Israel-Palestinians: Old grievances fuel new fighting
- Published
The latest round of violence between Israelis and Palestinians is happening because the long and unresolved conflict between the two sides has once again been left to fester. It is an open wound in the heart of the Middle East and it is why violent face-to-face confrontations have escalated into rocket-firing, air strikes and death.
Just because the conflict has fallen out of international headlines in recent years does not mean that it has ended. The issues do not change, neither does the hatred and bitterness that not years but generations of trouble and killing have engendered.
For more than a century, Jews and Arabs have struggled to be the masters of the land between the River Jordan and the Mediterranean Sea. Israel has inflicted a series of crushing defeats on the Palestinians since it became independent in 1948, but it still cannot win.
While the conflict goes on neither side can be secure. The one certainty is that every few years, at least, there will be a serious and violent crisis. The pattern over the past 15 years or so has often involved confrontation across the wire separating Gaza from Israel.
This time there has been a reminder that events in Jerusalem and its holy sites have an unmatched capacity to ignite violence.
The city's sanctity for Christians, Jews and Muslims is not just a religious matter. The Jewish and Muslim holy places are national symbols too. Geographically they are, literally, a stone's throw apart. The Holy Sepulchre church is close by, on the other side of an Israeli checkpoint, venerated by Palestinian Christians.

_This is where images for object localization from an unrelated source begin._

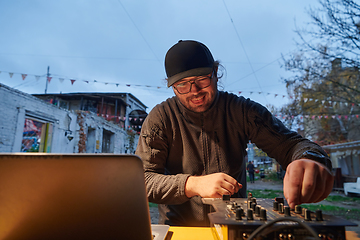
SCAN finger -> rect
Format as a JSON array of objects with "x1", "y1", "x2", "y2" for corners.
[
  {"x1": 220, "y1": 181, "x2": 236, "y2": 195},
  {"x1": 300, "y1": 165, "x2": 317, "y2": 203},
  {"x1": 236, "y1": 183, "x2": 243, "y2": 192},
  {"x1": 284, "y1": 164, "x2": 304, "y2": 209},
  {"x1": 314, "y1": 172, "x2": 334, "y2": 203}
]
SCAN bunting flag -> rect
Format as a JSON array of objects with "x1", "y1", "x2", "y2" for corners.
[
  {"x1": 1, "y1": 69, "x2": 360, "y2": 108},
  {"x1": 274, "y1": 114, "x2": 359, "y2": 121}
]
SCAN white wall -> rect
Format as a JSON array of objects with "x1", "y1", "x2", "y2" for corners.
[{"x1": 0, "y1": 84, "x2": 77, "y2": 153}]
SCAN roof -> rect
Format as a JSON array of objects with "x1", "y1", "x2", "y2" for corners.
[
  {"x1": 322, "y1": 140, "x2": 360, "y2": 151},
  {"x1": 32, "y1": 92, "x2": 147, "y2": 109}
]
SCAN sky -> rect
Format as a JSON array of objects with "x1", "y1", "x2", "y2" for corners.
[{"x1": 0, "y1": 0, "x2": 321, "y2": 113}]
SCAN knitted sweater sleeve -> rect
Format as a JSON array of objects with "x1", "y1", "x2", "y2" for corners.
[
  {"x1": 135, "y1": 104, "x2": 190, "y2": 205},
  {"x1": 241, "y1": 97, "x2": 332, "y2": 170}
]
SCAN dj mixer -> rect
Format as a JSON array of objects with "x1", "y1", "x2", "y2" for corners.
[{"x1": 202, "y1": 194, "x2": 358, "y2": 240}]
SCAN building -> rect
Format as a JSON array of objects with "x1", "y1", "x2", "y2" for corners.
[
  {"x1": 322, "y1": 140, "x2": 360, "y2": 190},
  {"x1": 0, "y1": 83, "x2": 147, "y2": 154}
]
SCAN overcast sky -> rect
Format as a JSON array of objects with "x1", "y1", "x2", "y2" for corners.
[{"x1": 0, "y1": 0, "x2": 320, "y2": 112}]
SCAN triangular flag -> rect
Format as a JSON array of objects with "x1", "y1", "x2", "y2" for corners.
[
  {"x1": 70, "y1": 79, "x2": 76, "y2": 85},
  {"x1": 47, "y1": 76, "x2": 52, "y2": 83},
  {"x1": 9, "y1": 72, "x2": 14, "y2": 78},
  {"x1": 35, "y1": 75, "x2": 40, "y2": 81},
  {"x1": 59, "y1": 78, "x2": 64, "y2": 83},
  {"x1": 21, "y1": 74, "x2": 27, "y2": 80}
]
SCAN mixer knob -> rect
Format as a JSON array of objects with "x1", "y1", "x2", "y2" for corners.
[
  {"x1": 284, "y1": 206, "x2": 291, "y2": 217},
  {"x1": 222, "y1": 195, "x2": 230, "y2": 201},
  {"x1": 247, "y1": 200, "x2": 252, "y2": 209},
  {"x1": 255, "y1": 205, "x2": 261, "y2": 216},
  {"x1": 250, "y1": 202, "x2": 256, "y2": 211},
  {"x1": 295, "y1": 205, "x2": 302, "y2": 214},
  {"x1": 279, "y1": 203, "x2": 284, "y2": 214},
  {"x1": 304, "y1": 209, "x2": 312, "y2": 221},
  {"x1": 316, "y1": 210, "x2": 323, "y2": 221},
  {"x1": 273, "y1": 201, "x2": 279, "y2": 211},
  {"x1": 260, "y1": 209, "x2": 267, "y2": 221},
  {"x1": 236, "y1": 208, "x2": 243, "y2": 220},
  {"x1": 247, "y1": 209, "x2": 254, "y2": 220}
]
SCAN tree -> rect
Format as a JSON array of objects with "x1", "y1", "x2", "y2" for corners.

The triggers included threats to evict Palestinians from their homes in Sheikh Jarrah. It is a Palestinian neighbourhood outside the walls of the Old City, with land and property claimed by Jewish settler groups in the Israeli courts.
That was more than a dispute over a handful of homes. It comes after years of successive Israeli governments pursuing the strategic objective of making Jerusalem more Jewish. Big settlements for Jews were built on occupied land to ring the city, breaking international law. In recent years the government and settler groups have worked to settle Jewish Israelis in Palestinian areas near the walled Old City on a house-by-house basis.
Added to that in the past few weeks was heavy-handed Israeli policing of Palestinians during Ramadan, culminating with the use of CS gas and stun grenades inside al-Aqsa mosque, the holiest place for Muslims after Mecca and Medina.
Hamas took the unusual step for them of issuing an ultimatum to Israel to remove its forces from the al-Aqsa compound and from Sheikh Jarrah, and then fired rockets at Jerusalem.
Israeli Prime Minister Benjamin Netanyahu tweeted that "the terrorist organisations in Gaza crossed a red line... Israel will respond with great force".
Another combination of events could have ended up the same way. Violent events will happen again and again while the conflict is left unresolved.
I was asked by a BBC presenter on Monday, as the crisis was escalating, when was the last time I found any sense of hope in Jerusalem that the two sides would find a way to co-exist in peace. I lived in Jerusalem from 1995 to 2000 and have been back since many, many times.
Finding an answer was difficult. At the high point of the Oslo peace process in the 1990s there was a brief moment of hope but only residents of Jerusalem who are the wrong side of 40 years old or so will have much of a memory of how it felt.
Leaders on both sides have been fighting their own domestic political battles, concentrating on safeguarding their own positions, when the biggest issue for any Palestinian or Israeli leader should be making peace. That challenge has not been addressed seriously for years.
Some new ideas have emerged. Two respected think tanks, the Carnegie Endowment for International Peace and the US/Middle East Project have just released a joint report, external arguing that the first priority should be equal rights and equal security for both Palestinians and Israelis.
It says the United States should support "full equality and enfranchisement for all those residing in the territory under Israeli control; it will not endorse two separate and unequal systems".
New thinking is good. This week though old realities, familiar rhetoric and the latest inevitable eruption of a century-long conflict are drowning everything else out.